C’est un ensemble de dispositions qui doit être
arrêté, au niveau le plus large possible, comme tout ce qui concerne la régulation financière
 ; le
meilleur est mondial sous l’égide de l’ONU. Beaucoup de ces mesures sont connues des lecteurs de
La Lettre du Conseil scientifique :
  interdiction de tous ces fonds spéculatifs qui, même baptisés
hedge funds, présentent la particularité si attractive -pour les marchés financiers- de recourir à
l’emprunt pour afficher des « investissements » en millions de dollars ; suppression de tous ces
CDS (credit default swaps) qui, à la différence des paris sur courses de chevaux, offrent la
« spécificité » de payer le parieur malheureux ;
 prohibition des ventes à découvert, cette pratique
ahurissante qui équivaut à vendre à terme la maison de votre voisin que vous ne possédez pas ;
 renoncement à l’effet de levier fou qui conduit à un taux infini quand le spéculateur achète en
bourse avec 0, etc. etc.

Cependant, la difficultés de parvenir à un accord dans le cadre des Nations
Unies, ne doit pas empêcher, au contraire, que des accords soient, en premières étapes, adoptés
régionalement et d’abord, évidemment, par l’Union européenne.

La crise, à laquelle le monde est
acculé, est celle du système capitaliste qui l’a provoquée.

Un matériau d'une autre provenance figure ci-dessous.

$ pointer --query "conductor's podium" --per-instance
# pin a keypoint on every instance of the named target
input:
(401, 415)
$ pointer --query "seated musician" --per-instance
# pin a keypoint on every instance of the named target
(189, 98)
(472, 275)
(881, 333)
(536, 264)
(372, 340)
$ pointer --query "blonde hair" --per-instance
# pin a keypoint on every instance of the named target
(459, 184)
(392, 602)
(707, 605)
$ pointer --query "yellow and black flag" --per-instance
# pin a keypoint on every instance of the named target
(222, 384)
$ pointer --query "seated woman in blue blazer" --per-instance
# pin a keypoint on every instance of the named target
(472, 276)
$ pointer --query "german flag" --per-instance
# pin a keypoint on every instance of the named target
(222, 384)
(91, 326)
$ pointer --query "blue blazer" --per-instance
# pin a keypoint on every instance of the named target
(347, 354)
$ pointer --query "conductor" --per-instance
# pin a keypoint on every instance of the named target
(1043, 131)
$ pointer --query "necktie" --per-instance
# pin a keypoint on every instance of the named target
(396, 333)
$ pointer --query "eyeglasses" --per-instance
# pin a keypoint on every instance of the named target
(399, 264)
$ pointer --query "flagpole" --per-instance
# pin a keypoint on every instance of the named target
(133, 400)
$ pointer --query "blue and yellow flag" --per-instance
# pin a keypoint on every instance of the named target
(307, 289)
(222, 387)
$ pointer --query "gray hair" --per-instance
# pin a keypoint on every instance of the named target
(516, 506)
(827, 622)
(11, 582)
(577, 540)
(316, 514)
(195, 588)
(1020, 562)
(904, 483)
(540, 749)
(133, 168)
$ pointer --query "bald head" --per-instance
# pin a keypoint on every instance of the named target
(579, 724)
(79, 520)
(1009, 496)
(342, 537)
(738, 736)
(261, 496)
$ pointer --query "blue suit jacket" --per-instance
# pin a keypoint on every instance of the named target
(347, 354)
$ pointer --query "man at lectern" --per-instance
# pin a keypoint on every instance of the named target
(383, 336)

Pour systémique que soit cette crise, le
chaos financier ayant pour origine la poursuite sans fin de l’accumulation de gains totalement
injustifiés sans la moindre limite, sociale, économique, écologique, etc., en est un élément
essentiel !
Qui d’autres que les propriétaires du capital organisent les moyens et contrôlent les
montants de cette ahurissante accumulation ? Ni eux, ni les autorités qui leur obéissent, ne sont
incompétents, ils ne commettent pas d’erreurs ; ils ont simplement recours à tous les moyens pour
combler leur besoins inextinguibles.
Se contenter de prétendre que la spéculation, particulièrement financière, étant la mère de
tous les vices systématiques, est celle qu’il faut supprimer, sans indiquer les mesures propres à y
parvenir, fut-ce par étape, laissent en paix les spéculateurs. Les velléités de Grand Soir ne peuvent
rester qu’au niveau du verbe ou, quand elles se transforment en actions politiques, l’Histoire
montre, qu’elles ont tôt fait de devenir monstrueuses. Réclamer la séparation qui vient d’être
évoquée ne signifie pas, bien entendu, la fin du capitalisme, pas davantage que l’instauration d’une
taxe sur les transactions financières, elles font néanmoins partie d’une régulation de nature publique
propre à l’empêcher pour poursuivre sa course démente.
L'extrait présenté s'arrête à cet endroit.